Comme pour l'augmentation globale de la température, il existe des différences régionales. Alors que les niveaux des marées dans l'ouest du Canada et le nord du Chili, par exemple, indiquent une stabilité, voire une baisse du niveau de l'eau, les états insulaires du sud du Pacifique et de l'Océan indien enregistrent, eux, une hausse alarmante. Ils risquent d'être littéralement engloutis par la mer au cours des prochaines décennies.
La fonte globale des glaces est également un indicateur de l'aggravation des choses. A cause de l'amplification polaire, les températures dans l'Arctique grimpent nettement plus rapidement que la moyenne mondiale et la disparition des glaces y devient donc très visible.
Certes, la fonte de la mer de glace n'a qu'un impact mineur lié à sa densité plus faible par rapport à l'eau de mer en dessous. Entre 1979 et 2005, la surface de glace a diminué de 1,5 à 2% par décennie. Certaines parties de l'Arctique, qui étaient auparavant recouvertes de glace toute l'année, fondent si rapidement qu'elles pourraient être libres de glace plusieurs mois par an d'ici deux décennies.

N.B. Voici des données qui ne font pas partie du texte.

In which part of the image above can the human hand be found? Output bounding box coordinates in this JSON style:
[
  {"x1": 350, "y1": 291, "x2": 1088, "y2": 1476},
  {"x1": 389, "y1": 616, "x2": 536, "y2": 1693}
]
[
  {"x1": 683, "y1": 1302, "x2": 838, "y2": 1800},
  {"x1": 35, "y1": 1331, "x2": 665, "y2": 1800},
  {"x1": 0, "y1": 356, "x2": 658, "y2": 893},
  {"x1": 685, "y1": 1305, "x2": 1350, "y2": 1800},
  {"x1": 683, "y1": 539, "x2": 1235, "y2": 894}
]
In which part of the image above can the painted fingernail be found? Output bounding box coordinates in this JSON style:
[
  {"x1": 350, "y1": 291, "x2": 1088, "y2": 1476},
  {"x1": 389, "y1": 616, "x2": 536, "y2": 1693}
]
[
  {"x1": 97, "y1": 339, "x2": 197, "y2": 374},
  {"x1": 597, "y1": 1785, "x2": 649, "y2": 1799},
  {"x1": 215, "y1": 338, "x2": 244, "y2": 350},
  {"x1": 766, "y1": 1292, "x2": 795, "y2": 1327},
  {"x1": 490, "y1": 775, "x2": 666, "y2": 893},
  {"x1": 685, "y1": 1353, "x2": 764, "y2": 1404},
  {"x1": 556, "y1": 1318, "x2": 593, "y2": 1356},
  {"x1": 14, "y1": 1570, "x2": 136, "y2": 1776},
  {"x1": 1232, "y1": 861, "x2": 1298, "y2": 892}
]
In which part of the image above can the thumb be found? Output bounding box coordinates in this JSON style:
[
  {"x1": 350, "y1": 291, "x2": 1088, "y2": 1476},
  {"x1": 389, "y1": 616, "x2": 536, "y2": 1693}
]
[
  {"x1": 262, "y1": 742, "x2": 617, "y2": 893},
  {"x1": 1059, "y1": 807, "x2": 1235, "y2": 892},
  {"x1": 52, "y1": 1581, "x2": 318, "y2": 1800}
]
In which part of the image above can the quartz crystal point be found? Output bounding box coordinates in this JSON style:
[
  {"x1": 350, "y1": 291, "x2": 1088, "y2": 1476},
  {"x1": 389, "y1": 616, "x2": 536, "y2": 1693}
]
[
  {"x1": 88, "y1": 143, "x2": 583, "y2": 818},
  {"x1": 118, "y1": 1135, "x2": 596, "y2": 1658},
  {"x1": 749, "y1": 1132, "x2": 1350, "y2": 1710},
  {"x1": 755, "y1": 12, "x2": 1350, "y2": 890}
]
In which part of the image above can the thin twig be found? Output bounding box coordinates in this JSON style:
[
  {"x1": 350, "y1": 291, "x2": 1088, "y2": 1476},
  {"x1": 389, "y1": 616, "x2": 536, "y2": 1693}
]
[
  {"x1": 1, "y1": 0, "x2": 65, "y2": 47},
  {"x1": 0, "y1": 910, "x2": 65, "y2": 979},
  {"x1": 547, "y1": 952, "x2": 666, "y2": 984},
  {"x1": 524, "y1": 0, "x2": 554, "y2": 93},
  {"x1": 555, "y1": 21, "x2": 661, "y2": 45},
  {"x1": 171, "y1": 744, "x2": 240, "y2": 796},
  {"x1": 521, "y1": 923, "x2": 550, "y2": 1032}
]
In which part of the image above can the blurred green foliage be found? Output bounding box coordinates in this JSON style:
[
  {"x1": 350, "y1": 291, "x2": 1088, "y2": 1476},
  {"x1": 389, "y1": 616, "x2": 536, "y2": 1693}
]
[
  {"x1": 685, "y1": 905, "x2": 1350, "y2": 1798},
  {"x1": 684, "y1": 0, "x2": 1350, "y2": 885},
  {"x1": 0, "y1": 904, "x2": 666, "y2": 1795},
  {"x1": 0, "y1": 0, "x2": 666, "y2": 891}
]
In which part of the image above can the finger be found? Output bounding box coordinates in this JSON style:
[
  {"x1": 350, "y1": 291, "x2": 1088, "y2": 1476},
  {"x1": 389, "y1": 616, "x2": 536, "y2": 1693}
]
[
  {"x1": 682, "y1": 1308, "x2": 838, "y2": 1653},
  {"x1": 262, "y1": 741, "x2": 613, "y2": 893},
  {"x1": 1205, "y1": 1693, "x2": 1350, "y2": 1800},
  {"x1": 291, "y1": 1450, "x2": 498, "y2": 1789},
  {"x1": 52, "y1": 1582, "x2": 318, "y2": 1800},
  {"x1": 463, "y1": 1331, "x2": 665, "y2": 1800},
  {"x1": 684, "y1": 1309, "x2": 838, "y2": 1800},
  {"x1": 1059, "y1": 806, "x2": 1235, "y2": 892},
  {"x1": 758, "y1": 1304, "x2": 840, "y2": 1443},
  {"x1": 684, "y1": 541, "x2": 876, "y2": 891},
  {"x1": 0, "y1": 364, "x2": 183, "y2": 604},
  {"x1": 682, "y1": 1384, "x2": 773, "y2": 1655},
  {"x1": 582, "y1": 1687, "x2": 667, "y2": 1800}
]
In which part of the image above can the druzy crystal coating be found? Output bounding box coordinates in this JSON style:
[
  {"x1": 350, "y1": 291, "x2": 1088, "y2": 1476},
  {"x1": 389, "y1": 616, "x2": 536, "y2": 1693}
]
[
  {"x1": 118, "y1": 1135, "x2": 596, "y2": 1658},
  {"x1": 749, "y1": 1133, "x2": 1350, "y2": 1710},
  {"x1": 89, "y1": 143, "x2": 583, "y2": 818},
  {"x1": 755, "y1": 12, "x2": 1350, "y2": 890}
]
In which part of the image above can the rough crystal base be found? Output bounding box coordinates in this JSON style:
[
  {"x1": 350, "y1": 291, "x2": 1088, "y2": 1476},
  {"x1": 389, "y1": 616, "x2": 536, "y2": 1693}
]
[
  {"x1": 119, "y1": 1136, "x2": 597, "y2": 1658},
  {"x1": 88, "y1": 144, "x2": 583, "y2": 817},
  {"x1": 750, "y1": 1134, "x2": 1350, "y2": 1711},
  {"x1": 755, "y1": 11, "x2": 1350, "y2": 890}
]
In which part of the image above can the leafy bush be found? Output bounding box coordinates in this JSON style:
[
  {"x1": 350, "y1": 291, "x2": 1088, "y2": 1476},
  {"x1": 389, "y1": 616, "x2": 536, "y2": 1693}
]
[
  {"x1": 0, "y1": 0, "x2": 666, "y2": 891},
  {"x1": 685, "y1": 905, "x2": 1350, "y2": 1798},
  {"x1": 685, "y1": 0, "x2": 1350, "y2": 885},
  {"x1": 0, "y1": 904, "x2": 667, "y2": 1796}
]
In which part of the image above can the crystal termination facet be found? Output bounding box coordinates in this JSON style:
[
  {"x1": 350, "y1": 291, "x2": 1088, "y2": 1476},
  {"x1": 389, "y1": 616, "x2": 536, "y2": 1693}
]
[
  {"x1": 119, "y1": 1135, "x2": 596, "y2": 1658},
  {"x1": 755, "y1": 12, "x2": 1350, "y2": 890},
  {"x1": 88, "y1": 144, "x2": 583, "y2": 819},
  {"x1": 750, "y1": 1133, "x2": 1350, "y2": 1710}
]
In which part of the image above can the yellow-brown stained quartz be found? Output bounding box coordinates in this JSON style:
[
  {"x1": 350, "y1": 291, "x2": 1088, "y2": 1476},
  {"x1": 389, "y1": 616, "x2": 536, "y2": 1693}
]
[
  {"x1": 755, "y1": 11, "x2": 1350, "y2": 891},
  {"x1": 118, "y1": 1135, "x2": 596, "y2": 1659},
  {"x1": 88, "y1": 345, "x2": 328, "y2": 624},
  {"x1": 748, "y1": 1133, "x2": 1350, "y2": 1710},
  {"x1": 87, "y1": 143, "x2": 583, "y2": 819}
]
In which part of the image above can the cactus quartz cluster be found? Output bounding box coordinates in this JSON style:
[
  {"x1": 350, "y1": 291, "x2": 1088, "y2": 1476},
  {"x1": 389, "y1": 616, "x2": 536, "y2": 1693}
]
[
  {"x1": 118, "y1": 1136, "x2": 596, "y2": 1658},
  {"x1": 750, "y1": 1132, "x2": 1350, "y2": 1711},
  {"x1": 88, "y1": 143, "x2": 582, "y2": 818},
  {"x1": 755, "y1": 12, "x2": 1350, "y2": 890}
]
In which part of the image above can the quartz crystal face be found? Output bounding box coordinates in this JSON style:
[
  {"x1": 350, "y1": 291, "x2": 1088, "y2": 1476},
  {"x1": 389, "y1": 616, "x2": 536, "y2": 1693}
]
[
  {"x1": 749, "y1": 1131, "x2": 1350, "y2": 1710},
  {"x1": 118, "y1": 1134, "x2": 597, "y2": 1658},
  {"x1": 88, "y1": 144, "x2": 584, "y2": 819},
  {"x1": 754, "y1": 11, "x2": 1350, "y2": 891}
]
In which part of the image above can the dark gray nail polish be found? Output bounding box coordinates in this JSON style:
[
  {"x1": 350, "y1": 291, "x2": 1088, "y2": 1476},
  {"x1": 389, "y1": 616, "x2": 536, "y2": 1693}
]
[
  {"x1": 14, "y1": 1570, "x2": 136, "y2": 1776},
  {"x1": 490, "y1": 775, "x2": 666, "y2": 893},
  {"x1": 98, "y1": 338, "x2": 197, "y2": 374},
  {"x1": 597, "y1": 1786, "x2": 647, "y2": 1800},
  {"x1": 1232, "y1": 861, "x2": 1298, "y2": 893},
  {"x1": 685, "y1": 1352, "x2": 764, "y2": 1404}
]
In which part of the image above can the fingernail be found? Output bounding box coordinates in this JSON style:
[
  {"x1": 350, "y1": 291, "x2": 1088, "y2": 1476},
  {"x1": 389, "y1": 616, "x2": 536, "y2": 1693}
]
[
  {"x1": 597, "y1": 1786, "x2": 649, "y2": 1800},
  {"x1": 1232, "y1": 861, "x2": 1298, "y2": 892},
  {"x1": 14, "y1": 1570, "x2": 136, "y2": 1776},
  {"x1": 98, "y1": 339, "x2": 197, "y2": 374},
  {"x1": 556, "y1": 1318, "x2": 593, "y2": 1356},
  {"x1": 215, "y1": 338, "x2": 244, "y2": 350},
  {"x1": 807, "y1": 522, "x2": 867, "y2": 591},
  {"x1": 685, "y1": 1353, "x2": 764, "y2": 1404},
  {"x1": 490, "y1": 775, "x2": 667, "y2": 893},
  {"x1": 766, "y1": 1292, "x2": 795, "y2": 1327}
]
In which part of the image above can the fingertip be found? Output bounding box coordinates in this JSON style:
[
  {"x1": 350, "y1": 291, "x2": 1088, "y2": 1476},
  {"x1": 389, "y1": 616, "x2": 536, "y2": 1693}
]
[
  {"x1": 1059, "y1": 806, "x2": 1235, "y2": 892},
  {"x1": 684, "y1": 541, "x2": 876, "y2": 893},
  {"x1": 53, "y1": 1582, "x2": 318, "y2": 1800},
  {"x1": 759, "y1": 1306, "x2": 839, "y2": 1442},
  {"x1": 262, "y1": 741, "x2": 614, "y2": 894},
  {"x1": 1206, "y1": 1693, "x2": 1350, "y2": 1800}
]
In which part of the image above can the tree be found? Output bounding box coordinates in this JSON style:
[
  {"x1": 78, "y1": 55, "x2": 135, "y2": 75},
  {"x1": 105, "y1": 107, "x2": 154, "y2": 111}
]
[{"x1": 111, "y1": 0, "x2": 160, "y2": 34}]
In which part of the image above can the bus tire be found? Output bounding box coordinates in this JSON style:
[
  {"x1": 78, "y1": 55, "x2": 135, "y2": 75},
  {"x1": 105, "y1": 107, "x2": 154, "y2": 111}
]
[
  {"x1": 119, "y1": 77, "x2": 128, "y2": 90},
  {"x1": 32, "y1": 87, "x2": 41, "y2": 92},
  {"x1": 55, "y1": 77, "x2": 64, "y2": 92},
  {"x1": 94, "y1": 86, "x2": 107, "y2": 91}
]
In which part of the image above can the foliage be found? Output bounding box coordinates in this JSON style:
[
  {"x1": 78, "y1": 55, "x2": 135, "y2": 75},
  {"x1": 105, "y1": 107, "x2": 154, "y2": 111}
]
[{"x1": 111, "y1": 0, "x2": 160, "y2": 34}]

Autre problème: les glaces saisonnières qui se forment en hiver sont plus minces et fondent aussi plus rapidement. En raison de cette épaisseur réduite, la lumière du soleil passe à travers et réchauffe l'eau. L'eau chaude fait à son tour fondre la glace sur de grandes surfaces, y compris par le bas. La disparition de la glace arctique a surtout des répercussions sur les animaux (p. ex. l'ours polaire) et les humains qui y vivent. Ces derniers sont tributaires de surfaces de glace intactes pour la chasse.
En revanche, la fonte de la banquise arctique ne contribue que faiblement à l'élévation du niveau des eaux. La mer de glace se compose d'eau douce et présente une densité inférieure à celle de l'eau de mer en dessous. Sa fonte ainsi que celle des glaces flottantes n'augmenteraient le niveau mondial des mers «que» de quatre centimètres environ.
En Suisse aussi, la fonte des glaces rend le changement climatique plus visible. Selon l'Académie suisse des sciences naturelles (SCNAT), les glaciers n'ont jamais fondu aussi fortement que ces deux dernières années: plus de 6% du volume de glace ont été perdus en 2022, et encore 4,4% en 2023. En cause, d'une part le peu de neige en hiver et d'autre part les vagues de chaleur persistantes en été.
Rouge foncé = les 11 années avec la plus grande baisse de volume
Bleu foncé = les 11 années avec une augmentation de volume
L'année dernière, les glaciers ont perdu environ trois kilomètres cubes de surface, et cette année, plus de deux kilomètres cubes. Cela représente près de 4,5% du volume restant. Jusqu'à présent, on qualifiait déjà d'«extrêmes» les années où la fonte atteignait 2%.